‘Me credevo fosse ’na botta de sonno’: l’ultima battuta di Luigi Martini, il sorriso che Roma non dimenticherà

L’attore e creator romano Luigi Nicolas Martini se n’è andato a 31 anni, vinto da un astrocitoma anaplastico. Un gigante buono, pieno di talento e umanità

Luigi Martini

Me credevo fosse ’na botta de sonno, invece era un tumore al cervello”. L’ironia, quella vera, che sa far ridere anche davanti al dolore. Così, con una battuta amara e lucida come solo lui sapeva fare, Luigi Martini — per tutti Gigi — aveva raccontato la sua malattia. Oggi quella battuta risuona come un addio che nessuno era pronto a sentire.

L’attore e creator romano Luigi Nicolas Martini se n’è andato a 31 anni, vinto da un astrocitoma anaplastico. Un gigante buono, pieno di talento e umanità

Gigi è morto a soli 31 anni, portato via da un astrocitoma anaplastico, un tumore che non gli ha lasciato scampo. Ma di lui restano i video, i sorrisi, i ricordi — e quella luce negli occhi che neppure la malattia era riuscita a spegnere.

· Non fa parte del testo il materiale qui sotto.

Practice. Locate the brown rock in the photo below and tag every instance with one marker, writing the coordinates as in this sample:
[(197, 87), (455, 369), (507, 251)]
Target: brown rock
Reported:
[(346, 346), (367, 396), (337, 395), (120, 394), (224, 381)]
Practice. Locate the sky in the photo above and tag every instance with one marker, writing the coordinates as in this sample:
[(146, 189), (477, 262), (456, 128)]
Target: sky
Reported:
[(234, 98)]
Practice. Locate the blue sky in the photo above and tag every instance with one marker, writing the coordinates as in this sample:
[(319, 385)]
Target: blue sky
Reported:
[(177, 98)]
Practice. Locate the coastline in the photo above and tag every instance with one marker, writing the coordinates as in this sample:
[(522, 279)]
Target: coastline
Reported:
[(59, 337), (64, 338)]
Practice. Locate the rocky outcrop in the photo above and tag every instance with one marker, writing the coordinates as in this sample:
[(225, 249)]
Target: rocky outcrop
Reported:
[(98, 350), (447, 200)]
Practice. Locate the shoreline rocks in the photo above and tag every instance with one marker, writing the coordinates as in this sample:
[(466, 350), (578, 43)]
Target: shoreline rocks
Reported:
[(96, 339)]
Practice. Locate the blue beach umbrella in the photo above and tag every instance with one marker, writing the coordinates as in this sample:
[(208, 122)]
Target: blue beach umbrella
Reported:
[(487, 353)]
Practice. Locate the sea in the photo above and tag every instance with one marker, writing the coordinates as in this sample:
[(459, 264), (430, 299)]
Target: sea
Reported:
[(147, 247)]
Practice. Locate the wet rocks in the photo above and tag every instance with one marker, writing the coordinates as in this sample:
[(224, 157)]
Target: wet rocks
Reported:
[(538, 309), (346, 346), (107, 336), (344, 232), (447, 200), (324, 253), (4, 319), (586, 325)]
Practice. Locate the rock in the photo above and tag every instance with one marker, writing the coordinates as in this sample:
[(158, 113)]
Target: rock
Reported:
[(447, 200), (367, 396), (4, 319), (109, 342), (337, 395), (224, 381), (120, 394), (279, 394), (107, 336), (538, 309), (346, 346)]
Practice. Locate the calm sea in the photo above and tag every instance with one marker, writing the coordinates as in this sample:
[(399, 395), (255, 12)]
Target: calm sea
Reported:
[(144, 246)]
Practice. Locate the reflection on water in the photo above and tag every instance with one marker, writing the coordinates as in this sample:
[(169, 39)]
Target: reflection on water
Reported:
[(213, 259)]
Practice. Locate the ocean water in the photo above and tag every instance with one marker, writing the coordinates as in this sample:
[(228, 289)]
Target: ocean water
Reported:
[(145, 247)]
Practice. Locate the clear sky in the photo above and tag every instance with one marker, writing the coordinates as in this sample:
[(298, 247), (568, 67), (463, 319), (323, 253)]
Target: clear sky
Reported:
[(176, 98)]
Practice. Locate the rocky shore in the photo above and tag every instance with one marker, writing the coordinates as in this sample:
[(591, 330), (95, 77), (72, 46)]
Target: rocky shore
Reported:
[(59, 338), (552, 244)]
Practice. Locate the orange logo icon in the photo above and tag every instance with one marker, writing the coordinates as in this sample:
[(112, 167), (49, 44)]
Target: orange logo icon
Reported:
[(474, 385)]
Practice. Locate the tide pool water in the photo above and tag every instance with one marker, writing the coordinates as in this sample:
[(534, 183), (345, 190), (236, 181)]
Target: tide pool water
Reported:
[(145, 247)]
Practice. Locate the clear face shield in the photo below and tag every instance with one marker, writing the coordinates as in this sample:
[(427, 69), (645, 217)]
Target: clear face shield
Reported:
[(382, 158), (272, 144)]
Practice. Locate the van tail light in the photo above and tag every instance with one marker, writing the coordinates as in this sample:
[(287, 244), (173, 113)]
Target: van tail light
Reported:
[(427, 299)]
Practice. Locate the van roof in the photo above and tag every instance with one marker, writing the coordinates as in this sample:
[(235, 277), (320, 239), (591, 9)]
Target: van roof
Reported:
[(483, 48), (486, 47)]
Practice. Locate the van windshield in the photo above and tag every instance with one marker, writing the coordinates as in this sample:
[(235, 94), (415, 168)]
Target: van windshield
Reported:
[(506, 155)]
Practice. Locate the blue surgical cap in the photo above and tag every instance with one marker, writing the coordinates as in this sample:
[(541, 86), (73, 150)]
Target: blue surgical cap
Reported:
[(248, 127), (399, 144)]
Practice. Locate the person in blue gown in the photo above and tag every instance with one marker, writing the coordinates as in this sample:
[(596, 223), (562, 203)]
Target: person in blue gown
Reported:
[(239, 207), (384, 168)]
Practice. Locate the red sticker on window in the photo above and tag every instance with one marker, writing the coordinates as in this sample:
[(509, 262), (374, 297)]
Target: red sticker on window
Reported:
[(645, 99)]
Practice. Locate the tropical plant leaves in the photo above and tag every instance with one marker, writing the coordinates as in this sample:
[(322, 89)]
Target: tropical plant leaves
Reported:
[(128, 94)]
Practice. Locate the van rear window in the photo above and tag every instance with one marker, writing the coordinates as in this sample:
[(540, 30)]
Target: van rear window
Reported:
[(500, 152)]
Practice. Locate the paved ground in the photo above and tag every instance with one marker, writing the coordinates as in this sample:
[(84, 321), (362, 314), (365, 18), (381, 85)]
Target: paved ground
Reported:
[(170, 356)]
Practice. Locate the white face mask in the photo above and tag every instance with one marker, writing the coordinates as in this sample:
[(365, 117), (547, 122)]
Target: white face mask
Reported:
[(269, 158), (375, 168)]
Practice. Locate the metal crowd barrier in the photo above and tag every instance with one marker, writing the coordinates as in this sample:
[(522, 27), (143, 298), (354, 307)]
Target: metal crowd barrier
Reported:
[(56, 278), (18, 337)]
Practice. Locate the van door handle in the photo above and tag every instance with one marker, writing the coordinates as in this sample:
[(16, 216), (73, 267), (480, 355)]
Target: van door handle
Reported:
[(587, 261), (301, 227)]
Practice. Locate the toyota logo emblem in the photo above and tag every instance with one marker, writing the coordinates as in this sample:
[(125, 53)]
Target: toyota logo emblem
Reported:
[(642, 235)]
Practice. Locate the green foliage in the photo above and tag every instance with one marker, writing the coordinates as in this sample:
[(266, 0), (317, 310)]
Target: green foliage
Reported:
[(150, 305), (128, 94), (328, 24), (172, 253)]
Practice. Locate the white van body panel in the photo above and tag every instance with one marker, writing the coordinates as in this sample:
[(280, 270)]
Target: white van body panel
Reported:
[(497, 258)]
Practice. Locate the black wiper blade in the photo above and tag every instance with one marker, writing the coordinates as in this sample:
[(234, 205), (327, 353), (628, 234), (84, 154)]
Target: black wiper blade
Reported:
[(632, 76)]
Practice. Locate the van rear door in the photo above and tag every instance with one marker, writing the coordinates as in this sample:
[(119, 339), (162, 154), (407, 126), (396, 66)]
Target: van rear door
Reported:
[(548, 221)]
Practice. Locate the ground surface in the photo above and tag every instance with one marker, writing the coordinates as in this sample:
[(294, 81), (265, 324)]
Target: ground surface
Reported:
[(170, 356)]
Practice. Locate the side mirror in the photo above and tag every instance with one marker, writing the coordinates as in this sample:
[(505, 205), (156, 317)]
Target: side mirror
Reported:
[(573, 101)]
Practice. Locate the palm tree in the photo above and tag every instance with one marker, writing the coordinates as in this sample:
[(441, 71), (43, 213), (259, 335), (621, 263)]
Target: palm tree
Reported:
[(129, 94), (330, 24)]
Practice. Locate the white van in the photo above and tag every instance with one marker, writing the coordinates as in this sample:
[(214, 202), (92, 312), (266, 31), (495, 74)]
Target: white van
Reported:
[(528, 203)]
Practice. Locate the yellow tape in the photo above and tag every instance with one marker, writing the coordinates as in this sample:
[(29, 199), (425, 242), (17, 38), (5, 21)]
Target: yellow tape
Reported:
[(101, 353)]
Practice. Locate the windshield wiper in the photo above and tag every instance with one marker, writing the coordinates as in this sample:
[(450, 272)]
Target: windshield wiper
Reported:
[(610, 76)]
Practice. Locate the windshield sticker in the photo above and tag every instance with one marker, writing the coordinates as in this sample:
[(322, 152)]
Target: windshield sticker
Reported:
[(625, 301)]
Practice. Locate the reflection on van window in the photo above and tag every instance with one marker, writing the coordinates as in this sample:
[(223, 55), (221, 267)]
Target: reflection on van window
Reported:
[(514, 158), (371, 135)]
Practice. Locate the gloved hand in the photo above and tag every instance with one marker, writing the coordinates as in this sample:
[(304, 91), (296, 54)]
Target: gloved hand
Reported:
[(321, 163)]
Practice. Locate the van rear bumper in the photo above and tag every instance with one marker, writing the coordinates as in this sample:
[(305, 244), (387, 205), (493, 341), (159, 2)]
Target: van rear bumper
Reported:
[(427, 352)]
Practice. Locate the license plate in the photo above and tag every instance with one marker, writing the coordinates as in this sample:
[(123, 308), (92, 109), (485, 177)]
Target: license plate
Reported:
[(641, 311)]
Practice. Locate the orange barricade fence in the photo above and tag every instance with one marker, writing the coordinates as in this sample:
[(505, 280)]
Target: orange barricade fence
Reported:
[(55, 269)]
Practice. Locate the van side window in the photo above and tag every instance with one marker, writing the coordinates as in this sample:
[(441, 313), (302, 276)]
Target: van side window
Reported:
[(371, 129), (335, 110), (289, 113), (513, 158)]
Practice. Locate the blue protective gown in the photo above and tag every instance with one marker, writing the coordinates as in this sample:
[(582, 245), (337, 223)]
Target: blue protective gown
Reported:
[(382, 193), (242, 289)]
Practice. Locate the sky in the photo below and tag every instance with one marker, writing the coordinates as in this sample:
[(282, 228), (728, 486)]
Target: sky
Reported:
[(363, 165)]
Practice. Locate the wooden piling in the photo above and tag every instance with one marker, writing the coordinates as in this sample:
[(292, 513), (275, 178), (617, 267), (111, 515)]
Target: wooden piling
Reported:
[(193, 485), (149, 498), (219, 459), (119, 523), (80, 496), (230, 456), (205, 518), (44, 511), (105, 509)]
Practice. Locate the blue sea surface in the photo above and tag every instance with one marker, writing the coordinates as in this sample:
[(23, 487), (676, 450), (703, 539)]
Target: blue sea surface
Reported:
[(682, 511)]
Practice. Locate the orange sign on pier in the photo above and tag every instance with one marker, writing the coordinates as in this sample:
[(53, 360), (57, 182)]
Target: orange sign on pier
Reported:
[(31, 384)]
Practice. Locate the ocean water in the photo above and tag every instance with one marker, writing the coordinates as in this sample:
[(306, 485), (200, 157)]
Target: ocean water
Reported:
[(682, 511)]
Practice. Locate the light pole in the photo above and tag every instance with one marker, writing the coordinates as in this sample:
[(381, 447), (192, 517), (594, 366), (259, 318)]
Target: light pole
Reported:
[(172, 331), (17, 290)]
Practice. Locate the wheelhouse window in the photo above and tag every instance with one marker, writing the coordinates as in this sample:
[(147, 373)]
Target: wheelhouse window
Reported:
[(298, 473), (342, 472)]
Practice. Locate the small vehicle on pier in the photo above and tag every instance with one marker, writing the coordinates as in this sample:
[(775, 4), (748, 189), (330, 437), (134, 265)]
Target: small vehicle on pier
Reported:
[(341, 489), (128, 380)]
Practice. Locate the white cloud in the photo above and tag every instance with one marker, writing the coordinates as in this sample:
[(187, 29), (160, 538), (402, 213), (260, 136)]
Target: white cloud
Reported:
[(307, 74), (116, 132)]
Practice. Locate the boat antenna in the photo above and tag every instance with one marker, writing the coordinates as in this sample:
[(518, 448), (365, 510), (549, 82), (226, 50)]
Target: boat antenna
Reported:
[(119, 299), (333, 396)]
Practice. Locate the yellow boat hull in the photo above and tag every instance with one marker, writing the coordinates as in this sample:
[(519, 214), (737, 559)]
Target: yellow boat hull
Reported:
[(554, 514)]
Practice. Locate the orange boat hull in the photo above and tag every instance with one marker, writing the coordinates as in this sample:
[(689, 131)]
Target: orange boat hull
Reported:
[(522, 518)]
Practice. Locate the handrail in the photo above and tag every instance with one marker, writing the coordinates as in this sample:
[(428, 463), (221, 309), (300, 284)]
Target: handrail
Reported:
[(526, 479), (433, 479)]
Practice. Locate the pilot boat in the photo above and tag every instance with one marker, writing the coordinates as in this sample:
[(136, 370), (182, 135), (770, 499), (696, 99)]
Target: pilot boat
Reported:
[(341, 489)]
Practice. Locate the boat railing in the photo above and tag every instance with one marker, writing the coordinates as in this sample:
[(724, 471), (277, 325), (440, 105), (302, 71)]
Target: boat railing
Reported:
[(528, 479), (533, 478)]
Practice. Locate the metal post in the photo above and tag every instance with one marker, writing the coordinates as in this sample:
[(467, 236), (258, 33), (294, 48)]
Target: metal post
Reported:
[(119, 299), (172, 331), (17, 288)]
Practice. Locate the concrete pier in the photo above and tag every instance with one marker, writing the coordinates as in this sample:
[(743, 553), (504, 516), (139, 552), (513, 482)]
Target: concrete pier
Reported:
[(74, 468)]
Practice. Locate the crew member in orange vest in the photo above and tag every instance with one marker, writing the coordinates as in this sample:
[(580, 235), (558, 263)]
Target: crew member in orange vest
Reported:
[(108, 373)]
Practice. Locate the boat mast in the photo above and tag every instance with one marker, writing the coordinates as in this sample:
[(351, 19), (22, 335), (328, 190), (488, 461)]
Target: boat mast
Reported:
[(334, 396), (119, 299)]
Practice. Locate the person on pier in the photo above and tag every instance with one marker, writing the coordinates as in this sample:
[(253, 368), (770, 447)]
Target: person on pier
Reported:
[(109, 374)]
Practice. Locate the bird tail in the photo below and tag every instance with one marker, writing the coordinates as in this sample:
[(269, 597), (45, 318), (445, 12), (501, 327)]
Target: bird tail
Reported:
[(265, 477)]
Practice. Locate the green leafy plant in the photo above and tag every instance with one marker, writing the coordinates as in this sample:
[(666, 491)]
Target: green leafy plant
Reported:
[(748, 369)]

La notizia della sua scomparsa è arrivata sui social, dove tutto era iniziato. I The CereBros, gruppo con cui aveva condiviso sogni, set e risate, lo hanno salutato con parole cariche d’amore: “Oggi un pezzo di noi va via per sempre. Con lui una parte della nostra storia e della nostra identità.
Gigi era una persona pura, fin troppo, un gigante buono. Gli bastava recitare, gli bastava Roma.
Gigi era puro talento. Quello sguardo, quell’intensità e quei tempi comici… restano nelle nostre produzioni e nei cuori di tutti.
Chi l’ha avuto accanto, anche per poco, sa che ragazzo era Gigi e che non meritava tutto questo. Siamo stati insieme un tempo piccolo, ma ora eterno.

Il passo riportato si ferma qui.